On the basis of this review, we offer four recommendations for evidence-based treatment of racial/ethnic minority smokers. First, given the high interest in cessation, greater attention is needed on preparation for making a quit attempt. Psychoeducational (versus motivational) interventions to increase readiness to quit are important. Such interventions would encourage preparing and planning ahead of the target cessation date and address concerns about pharmacotherapy. Second, strong messages about using and adhering to pharmacotherapy in all quit attempts are essential, which may be best delivered by healthcare providers [47] and/or lay health promoters [48]. Third, it is essential that interventions be designed to resonate with the particular population by incorporating cultural factors, primary language, emotional and graphic imagery, and lower reading levels, as appropriate. Finally, we recommend encouraging multiple lifestyle changes within the context of cessation interventions, such as improving nutrition and physical activity, and implementing smoking restrictions in the home environment.

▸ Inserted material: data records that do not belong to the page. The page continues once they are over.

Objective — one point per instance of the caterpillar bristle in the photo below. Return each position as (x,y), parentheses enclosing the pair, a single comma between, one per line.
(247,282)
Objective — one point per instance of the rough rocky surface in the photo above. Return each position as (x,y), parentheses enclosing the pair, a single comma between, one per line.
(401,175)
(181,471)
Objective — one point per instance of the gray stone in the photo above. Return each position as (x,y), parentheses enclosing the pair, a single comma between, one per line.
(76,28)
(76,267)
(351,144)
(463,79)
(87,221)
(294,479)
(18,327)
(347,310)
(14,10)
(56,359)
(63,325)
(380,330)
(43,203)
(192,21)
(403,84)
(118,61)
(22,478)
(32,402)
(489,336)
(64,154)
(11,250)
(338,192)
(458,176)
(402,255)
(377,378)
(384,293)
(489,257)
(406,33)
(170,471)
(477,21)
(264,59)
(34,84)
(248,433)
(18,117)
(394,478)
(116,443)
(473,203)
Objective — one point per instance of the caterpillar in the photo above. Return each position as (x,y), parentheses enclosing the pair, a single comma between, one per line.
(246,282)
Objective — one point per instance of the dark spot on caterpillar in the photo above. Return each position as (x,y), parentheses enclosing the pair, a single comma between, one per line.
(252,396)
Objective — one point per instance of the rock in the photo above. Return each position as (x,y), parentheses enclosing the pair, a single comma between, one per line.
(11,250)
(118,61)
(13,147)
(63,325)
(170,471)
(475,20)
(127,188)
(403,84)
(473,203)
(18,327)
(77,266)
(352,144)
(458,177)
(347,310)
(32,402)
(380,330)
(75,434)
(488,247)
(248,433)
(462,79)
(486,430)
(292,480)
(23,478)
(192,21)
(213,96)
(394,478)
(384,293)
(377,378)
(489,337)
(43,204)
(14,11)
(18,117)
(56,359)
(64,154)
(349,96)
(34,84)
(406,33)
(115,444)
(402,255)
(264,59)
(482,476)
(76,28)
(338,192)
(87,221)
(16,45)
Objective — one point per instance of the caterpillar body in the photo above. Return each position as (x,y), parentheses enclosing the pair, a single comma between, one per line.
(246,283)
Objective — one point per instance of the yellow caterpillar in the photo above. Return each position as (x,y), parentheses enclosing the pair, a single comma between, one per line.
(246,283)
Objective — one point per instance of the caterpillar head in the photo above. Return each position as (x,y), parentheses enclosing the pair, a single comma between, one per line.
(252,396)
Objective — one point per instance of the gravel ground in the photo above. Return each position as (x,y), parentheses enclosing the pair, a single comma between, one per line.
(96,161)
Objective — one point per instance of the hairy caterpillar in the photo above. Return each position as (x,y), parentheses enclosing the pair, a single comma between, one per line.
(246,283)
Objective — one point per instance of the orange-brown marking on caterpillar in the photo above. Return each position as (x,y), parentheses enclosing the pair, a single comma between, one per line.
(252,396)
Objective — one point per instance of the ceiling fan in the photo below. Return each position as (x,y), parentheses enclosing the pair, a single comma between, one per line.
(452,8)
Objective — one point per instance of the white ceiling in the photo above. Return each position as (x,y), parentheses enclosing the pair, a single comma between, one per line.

Much more research is needed that focuses on understanding smoking cessation and relapse in underrepresented racial/ethnic populations. Moreover, the literature on factors associated with cessation and intervention efficacy among biracial/multiracial smokers is in its infancy. Increasing the understanding of mechanistic contributors, mediators and moderators, of the race/ethnicity-smoking cessation relationship is also important. To date, little is known about factors that explain the association between race/ethnicity and smoking cessation in these populations. There is some suggestion that cultural factors and acculturative processes play a role in smoking status. However, theoretically grounded investigations with a priori hypotheses based on established or new models are needed to inform the field about how these constructs impact tobacco use and cessation. Although most studies examining various aspects of race and smoking have focused on African Americans, this population continues to experience the most pervasive tobacco-related health disparities. Accordingly, more research is needed in this group. Research is also needed among Asian Americans, Pacific Islanders, American Indians/Alaska Natives, Native Hawaiians, and smokers belonging to more than one race, as they are almost entirely overlooked in this domain.